Dia terpaksa memutar balik dan mencari jalan kebun sawit yang bisa dilewati menuju Sangir Balai Janggo. Kalau dari arah Dharmasraya atau dari arah Simpang Kaco Solsel lokasi jalan putus ini di turunan, kan sangat membahayakan nyawa pengendara atau yang ada dalam kendaraan tersebut.
“Ini (jalan, red) dibiarkan saja, kan bisa-bisa kendaraan terjatuh ke sungai dan bisa berisiko meregang nyawa,” kesalnya. Pasalnya, sejak putus akibat diterjang sungai pada malam tahun baru 2024 hingga kini belum diperbaiki.
Masih terlihat kondisinya sudah terbelah sekitar 7 meter. Dari arah Simpang Kaco Sungai Sungkai atau dari Dharmasraya, letak jalan putus tersebut di penurunan tajam. Maka pengendara harus berhati-hati.
Walaupun pihak Balai Prasarana Jalan Nasional (BPJN) Wilayah Sumbar dan pihak Dinas Pekerjaan Umum Tata Ruang dan Pertanahan (PUTRP) Solok Selatan sudah mengetahuinya, tapi belum ada inisiatif untuk memberikan rambu-rambu terhadqp jalan yang sudah beraspal hot mix dengan anggaran dana Inpres Rp31 miliar di tahun 2023 lalu.

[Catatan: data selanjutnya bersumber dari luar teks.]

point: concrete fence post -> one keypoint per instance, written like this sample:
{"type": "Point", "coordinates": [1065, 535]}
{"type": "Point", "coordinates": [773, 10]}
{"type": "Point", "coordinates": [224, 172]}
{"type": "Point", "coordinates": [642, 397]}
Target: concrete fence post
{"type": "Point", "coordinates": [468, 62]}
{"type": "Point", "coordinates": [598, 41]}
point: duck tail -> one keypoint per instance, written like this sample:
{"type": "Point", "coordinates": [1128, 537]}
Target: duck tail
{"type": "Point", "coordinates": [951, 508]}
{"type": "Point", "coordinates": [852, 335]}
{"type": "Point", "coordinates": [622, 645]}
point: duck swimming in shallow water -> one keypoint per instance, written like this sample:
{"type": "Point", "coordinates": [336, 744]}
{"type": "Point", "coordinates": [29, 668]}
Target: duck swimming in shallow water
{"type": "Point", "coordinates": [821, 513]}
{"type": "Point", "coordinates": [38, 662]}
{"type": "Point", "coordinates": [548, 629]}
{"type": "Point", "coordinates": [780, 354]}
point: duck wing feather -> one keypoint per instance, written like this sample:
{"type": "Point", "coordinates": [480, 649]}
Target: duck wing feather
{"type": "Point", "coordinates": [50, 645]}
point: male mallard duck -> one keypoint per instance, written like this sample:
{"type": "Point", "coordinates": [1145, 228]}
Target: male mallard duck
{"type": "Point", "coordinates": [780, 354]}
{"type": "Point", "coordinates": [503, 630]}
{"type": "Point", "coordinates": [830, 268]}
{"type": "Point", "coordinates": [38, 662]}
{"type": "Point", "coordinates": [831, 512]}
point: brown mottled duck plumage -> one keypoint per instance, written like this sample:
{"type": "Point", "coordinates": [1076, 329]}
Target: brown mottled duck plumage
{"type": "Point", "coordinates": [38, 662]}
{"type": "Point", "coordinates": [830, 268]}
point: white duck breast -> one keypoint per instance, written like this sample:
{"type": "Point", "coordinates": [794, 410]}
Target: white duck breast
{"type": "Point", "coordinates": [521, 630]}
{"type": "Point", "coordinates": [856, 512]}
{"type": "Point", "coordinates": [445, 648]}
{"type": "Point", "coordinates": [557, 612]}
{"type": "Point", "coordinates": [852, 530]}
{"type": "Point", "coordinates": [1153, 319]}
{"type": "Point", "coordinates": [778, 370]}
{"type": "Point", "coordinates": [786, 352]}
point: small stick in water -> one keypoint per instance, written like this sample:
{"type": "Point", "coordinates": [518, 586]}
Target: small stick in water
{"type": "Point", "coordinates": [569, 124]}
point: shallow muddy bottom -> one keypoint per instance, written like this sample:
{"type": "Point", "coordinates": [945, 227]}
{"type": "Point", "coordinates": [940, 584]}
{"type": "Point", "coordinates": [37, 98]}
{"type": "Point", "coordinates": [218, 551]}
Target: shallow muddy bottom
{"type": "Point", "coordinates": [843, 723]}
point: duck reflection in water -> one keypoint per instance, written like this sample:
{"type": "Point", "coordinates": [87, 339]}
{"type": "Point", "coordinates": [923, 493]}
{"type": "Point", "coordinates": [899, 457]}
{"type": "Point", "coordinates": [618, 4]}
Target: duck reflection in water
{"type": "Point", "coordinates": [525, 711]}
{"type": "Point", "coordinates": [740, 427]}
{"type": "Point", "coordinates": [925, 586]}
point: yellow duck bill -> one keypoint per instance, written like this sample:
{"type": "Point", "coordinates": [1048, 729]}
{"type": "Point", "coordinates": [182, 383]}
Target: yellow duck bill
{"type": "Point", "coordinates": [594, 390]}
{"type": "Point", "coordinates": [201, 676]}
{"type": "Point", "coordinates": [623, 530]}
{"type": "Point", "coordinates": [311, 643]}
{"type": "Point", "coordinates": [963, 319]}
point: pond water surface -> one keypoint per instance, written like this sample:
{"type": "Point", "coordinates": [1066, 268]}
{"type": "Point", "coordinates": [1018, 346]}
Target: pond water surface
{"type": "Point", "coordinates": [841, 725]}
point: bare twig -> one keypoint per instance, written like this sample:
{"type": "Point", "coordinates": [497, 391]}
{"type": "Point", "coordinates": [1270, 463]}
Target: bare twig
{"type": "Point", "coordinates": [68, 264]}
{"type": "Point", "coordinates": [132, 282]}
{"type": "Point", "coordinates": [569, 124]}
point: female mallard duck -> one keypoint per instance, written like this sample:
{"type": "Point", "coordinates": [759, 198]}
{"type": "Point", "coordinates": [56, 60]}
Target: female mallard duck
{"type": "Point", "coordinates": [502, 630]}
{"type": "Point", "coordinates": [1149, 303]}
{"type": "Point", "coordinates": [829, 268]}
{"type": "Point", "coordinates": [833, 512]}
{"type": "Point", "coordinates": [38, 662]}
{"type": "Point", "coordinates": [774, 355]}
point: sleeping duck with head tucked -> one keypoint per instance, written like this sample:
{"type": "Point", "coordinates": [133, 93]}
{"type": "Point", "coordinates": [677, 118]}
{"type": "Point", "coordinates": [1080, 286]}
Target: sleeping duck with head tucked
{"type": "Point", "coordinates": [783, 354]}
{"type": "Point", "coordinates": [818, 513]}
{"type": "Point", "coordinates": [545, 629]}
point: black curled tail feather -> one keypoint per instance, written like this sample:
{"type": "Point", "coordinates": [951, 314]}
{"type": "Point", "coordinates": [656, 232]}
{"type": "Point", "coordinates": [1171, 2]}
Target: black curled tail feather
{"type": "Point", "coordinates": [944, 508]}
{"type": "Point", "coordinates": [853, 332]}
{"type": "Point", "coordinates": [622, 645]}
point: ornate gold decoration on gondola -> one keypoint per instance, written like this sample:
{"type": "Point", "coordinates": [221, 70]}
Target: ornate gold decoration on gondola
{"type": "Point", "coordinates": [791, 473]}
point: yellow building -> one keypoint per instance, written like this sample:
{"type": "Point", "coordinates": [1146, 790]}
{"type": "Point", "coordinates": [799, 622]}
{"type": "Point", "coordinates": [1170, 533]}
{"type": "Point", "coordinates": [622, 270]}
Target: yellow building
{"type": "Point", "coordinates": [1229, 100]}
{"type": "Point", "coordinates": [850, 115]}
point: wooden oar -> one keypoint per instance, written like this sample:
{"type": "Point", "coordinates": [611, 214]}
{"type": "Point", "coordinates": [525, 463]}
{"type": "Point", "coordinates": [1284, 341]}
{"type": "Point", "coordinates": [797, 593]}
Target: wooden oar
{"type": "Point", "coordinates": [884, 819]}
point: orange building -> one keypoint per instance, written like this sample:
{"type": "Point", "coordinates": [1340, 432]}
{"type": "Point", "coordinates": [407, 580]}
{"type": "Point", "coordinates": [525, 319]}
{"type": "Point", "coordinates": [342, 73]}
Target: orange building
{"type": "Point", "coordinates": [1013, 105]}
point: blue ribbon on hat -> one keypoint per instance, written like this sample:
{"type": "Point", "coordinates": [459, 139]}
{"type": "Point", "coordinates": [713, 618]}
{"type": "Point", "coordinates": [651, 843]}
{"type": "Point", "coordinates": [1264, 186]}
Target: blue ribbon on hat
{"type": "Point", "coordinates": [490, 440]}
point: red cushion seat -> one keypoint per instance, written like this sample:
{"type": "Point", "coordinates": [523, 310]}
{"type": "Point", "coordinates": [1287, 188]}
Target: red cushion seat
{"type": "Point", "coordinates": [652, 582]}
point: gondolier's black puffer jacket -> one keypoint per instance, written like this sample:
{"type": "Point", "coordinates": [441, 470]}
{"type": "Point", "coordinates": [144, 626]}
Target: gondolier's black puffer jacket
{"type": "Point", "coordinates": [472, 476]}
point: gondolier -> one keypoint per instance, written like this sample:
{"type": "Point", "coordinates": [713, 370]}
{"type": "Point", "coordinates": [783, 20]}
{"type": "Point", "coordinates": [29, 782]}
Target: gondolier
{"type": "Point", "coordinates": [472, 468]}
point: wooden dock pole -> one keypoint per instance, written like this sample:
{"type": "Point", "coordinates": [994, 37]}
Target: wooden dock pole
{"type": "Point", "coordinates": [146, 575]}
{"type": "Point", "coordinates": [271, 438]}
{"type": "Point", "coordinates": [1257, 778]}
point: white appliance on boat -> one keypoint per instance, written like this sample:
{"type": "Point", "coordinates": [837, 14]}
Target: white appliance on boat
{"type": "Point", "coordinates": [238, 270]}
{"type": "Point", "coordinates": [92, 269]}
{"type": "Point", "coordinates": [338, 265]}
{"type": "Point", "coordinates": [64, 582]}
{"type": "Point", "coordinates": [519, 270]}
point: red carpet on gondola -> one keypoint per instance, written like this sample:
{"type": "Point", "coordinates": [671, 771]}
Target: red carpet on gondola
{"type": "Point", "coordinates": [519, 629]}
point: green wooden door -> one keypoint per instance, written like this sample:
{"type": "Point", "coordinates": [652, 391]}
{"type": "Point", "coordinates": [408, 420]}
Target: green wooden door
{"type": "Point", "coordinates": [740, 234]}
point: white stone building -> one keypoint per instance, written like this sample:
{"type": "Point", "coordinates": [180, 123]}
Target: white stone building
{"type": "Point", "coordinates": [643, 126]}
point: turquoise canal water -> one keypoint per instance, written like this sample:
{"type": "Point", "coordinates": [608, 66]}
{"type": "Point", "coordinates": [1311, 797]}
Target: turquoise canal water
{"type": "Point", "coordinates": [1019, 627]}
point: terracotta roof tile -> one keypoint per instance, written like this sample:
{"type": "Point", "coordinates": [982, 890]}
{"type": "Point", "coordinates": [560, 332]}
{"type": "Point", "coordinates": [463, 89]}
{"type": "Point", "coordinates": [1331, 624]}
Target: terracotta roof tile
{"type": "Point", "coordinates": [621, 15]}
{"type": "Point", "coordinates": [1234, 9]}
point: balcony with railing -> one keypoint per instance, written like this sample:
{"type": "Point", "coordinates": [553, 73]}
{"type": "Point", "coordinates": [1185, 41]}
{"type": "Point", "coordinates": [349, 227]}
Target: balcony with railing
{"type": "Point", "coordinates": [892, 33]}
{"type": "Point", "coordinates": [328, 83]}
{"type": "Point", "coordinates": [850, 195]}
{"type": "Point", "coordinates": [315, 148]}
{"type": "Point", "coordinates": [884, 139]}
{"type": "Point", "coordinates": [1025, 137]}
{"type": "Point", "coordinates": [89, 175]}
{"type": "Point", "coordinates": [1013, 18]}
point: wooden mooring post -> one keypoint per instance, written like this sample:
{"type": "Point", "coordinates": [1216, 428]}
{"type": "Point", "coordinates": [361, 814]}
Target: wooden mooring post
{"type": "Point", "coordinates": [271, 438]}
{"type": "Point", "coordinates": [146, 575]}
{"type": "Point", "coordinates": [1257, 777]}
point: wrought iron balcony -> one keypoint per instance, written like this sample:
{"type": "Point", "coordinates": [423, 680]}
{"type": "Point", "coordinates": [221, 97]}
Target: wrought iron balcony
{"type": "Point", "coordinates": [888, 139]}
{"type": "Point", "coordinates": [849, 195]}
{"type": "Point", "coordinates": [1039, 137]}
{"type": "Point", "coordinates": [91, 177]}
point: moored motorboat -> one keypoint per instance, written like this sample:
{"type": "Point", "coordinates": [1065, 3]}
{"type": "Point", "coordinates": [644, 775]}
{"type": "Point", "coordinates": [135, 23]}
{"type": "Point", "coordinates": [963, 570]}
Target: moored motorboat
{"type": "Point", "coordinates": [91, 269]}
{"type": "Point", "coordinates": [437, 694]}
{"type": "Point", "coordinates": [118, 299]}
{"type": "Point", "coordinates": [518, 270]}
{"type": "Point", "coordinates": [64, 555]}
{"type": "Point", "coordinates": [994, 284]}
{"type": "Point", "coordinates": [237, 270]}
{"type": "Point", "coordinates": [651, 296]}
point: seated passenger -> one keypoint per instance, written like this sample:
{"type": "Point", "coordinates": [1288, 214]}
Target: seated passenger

“Saya selalu Pemerintahan Kecamatan Sangir Balai Janggo sudah menginformasikan jalan putus ini. Baik ke PUTR Solsel, dan kata Pihak PUTR juga sudah menyampaikan ke BPJN Wilayah Sumbar,” tutur Muslim Camat Sangir Balai Janggo.
Diakui Muslim memang banyak masyarakat yang ingin mencoba aspal tersebut, tapi sejak tahun baru 2024 ini sebagian sudah tau kalau kondisinya sudah putus.
“Jalan ini sempat viral dengan alamnya yang indah di sepanjang jalan. Banyak masyarakat datang dengan keluarga untuk swafoto, namun sekarang sudah tidak dilalui lagi oleh masyarakat kecuali yang tidak mengetahuinya. Memang belum ada rambu-rambu peringatan kalau jalan sudah putus,” bebernya.
Terpisah, Kepala Dinas PUTR Solok Selatan Indra Zuardi mengatakan pihaknya telah melaporkan kondisi jalan putus tersebut ke BPJN Sumbar. Ia juga membenarkan kalau memang belum ada pemasangan rambu-rambu peringatan dari dua arah.
Ia menambahkan, yang mengerjakan jalan tersebut adalah dana pusat, setelah dibuka langsung pengerasan dan pengaspalan dengan anggaran Rp31 miliar, pihak kontraktor berjanji akan memperbaikinya dan mereka siap bertanggungjawab.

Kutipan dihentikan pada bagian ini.